Randomized Clinical Trial Validates BaseHealth’s Predictive Analytics

Posted on March 11, 2016 I Written By

Andy Oram is an editor at O'Reilly Media, a highly respected book publisher and technology information provider. An employee of the company since 1992, Andy currently specializes in open source, software engineering, and health IT, but his editorial output has ranged from a legal guide covering intellectual property to a graphic novel about teenage hackers. His articles have appeared often on EMR & EHR and other blogs in the health IT space. Andy also writes often for O'Reilly's Radar site (http://radar.oreilly.com/) and other publications on policy issues related to the Internet and on trends affecting technical innovation and its effects on society. Print publications where his work has appeared include The Economist, Communications of the ACM, Copyright World, the Journal of Information Technology & Politics, Vanguardia Dossier, and Internet Law and Business. Conferences where he has presented talks include O'Reilly's Open Source Convention, FISL (Brazil), FOSDEM, and DebConf.

One of the pressing concerns in health care is the validity of medical and health apps. Because health is a 24-hour-a-day, 365-day-a-year concern, people can theoretically overcome many of their health problems by employing apps that track, measure, report, and encourage them in good behavior. But which ones work? Doctors are understandably reluctant to recommend apps–and insurers to cover them–without validation.

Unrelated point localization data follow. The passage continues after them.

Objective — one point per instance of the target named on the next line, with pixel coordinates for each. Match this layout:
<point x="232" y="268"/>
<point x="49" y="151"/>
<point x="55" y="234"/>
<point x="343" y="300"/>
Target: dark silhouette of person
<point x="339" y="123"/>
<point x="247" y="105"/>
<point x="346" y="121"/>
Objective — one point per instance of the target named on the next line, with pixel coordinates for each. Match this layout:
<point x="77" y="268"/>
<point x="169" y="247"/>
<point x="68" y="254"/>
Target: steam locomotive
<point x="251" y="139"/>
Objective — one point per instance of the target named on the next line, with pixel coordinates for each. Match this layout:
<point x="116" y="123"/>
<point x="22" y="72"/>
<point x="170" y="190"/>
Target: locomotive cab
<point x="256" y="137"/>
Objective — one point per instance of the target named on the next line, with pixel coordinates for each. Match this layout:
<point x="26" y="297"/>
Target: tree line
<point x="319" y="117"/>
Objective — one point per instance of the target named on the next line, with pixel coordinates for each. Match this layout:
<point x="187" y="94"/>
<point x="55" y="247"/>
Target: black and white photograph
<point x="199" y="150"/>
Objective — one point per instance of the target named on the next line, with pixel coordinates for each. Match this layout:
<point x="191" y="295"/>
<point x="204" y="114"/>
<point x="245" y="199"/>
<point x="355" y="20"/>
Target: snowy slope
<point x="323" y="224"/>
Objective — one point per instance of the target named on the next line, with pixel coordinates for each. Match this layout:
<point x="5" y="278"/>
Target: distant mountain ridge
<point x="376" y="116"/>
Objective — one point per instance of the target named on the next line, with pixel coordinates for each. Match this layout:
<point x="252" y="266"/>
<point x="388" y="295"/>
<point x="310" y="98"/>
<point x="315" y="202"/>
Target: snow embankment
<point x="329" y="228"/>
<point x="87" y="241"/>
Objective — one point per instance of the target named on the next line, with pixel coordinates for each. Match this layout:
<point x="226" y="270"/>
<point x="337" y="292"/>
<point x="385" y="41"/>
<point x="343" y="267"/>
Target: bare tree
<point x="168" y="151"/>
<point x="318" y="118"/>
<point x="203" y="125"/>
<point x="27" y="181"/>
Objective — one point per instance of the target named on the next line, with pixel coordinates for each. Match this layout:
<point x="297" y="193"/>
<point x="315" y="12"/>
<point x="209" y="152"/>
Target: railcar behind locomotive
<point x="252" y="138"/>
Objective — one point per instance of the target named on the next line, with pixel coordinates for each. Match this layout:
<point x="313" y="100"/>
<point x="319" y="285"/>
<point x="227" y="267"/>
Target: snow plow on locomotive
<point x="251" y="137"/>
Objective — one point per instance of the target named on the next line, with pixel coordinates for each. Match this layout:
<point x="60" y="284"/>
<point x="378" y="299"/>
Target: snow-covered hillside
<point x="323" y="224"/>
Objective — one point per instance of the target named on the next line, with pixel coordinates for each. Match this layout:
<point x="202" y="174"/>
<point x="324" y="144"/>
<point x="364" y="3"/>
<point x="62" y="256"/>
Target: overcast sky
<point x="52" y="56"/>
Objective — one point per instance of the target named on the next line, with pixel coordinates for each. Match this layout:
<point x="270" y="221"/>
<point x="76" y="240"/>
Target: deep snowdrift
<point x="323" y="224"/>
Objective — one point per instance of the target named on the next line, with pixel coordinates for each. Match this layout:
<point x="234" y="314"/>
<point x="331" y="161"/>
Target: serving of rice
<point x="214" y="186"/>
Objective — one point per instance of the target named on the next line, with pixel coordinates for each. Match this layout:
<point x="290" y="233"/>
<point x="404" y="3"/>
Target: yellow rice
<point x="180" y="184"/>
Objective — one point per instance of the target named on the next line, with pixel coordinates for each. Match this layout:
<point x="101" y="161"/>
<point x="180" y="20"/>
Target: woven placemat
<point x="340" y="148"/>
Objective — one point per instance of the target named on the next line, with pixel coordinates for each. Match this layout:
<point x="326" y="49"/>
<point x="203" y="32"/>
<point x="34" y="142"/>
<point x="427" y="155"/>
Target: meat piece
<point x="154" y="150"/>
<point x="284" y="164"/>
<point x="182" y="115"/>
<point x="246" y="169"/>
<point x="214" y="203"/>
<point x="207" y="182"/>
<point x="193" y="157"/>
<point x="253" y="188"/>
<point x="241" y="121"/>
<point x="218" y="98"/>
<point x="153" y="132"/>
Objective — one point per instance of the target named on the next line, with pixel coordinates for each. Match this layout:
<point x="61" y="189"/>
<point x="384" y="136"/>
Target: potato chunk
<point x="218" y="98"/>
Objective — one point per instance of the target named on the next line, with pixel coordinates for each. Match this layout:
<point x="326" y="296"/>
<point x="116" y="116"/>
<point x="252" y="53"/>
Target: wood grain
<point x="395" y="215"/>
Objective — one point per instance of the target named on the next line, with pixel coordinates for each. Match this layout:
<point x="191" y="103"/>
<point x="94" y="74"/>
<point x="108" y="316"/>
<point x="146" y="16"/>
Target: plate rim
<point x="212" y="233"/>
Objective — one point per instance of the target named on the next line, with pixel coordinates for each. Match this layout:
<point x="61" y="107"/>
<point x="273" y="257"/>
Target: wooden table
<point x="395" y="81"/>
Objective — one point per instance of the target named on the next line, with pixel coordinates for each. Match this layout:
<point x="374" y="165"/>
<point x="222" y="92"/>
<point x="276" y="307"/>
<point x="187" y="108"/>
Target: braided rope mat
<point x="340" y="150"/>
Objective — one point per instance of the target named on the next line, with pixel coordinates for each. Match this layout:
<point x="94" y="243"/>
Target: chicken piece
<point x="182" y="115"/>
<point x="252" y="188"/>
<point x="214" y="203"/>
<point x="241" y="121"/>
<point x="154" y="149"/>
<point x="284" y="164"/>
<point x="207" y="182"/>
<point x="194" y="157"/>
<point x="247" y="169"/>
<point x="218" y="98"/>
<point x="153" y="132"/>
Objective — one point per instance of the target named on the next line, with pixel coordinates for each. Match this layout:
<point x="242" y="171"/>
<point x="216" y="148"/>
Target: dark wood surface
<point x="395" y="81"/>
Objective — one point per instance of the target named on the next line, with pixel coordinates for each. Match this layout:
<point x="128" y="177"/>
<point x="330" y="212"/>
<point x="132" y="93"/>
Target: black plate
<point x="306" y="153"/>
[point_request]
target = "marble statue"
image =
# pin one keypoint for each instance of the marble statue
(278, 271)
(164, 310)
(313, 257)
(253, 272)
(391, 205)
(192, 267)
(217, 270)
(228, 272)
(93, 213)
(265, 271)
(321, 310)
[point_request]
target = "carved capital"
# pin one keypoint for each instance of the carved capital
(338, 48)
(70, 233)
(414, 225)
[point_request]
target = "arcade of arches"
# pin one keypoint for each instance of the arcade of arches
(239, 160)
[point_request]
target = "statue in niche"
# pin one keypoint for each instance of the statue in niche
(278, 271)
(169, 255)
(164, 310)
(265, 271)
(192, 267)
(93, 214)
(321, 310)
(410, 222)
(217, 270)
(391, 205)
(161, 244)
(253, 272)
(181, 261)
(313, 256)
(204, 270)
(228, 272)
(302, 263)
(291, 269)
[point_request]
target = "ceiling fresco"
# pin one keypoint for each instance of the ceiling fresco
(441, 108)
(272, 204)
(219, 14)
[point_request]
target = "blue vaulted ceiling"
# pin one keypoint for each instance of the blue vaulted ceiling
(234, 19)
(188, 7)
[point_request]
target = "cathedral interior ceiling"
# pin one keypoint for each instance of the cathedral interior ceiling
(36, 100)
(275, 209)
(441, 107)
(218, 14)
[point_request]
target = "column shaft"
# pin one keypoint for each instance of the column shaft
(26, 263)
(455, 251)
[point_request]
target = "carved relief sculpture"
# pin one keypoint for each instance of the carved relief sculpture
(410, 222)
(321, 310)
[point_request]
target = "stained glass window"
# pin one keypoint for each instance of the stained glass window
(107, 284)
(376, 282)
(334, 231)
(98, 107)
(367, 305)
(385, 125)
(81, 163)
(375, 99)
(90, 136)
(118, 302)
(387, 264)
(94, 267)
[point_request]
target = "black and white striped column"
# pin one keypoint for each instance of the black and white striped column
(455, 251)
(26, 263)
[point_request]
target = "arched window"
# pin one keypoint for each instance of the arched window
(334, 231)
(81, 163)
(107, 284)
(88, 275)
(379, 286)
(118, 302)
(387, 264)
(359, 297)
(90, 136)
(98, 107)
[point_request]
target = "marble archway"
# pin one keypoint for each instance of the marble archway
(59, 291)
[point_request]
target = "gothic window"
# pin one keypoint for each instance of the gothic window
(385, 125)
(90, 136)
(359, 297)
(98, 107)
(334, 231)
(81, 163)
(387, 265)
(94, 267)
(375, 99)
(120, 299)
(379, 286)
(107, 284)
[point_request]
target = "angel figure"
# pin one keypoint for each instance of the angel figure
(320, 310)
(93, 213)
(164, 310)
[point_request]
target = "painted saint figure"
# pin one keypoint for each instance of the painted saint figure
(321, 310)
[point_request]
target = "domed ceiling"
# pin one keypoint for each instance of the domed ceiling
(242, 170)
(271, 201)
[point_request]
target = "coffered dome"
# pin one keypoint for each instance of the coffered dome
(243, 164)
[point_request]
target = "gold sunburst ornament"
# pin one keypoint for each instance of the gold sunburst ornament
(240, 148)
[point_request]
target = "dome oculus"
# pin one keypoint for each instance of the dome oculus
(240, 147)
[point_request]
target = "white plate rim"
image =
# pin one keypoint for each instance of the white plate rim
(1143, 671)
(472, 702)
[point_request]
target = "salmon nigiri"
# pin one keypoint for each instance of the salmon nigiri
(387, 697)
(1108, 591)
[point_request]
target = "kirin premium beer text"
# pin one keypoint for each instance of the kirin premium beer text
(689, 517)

So I’ve been looking at the scattered app developers who have managed to find the time and money for randomized clinical studies. One recent article covered two studies showing the value of a platform that provided the basis for Twine Health. Today I’ll look at BaseHealth, whose service and API I covered last year.

BaseHealth’s risk assessment platform is used by doctors and health coaches to create customized patient health plans. According to CEO Prakash Menon, “Five to seven people out of 1,000, for instance, will develop Type II diabetes each year. Our service allows a provider to focus on those five to seven.” The study that forms the basis for my article describes BaseHealth’s service as “based on an individual’s comprehensive information, including lifestyle, personal information, and family history; genetic information (genotyping or full genome sequencing data), if provided, is included for cumulative assessment.” (p. 1) BaseHealth has trouble integrating EHR data, because transport protocols have been standardized but semantics (what field is used to record each bit of information) have not.

BaseHealth analytics are based on clinical studies whose validity seems secure: they check, for instance, whether the studies are reproducible, whether their sample sizes are adequate, whether the proper statistical techniques were used, etc. To determine each patient’s risk, BaseHealth takes into account factors that the patient can’t control (such as family history) as well as factors that he can. These are all familiar: cholesterol, BMI, smoking, physical activity, etc.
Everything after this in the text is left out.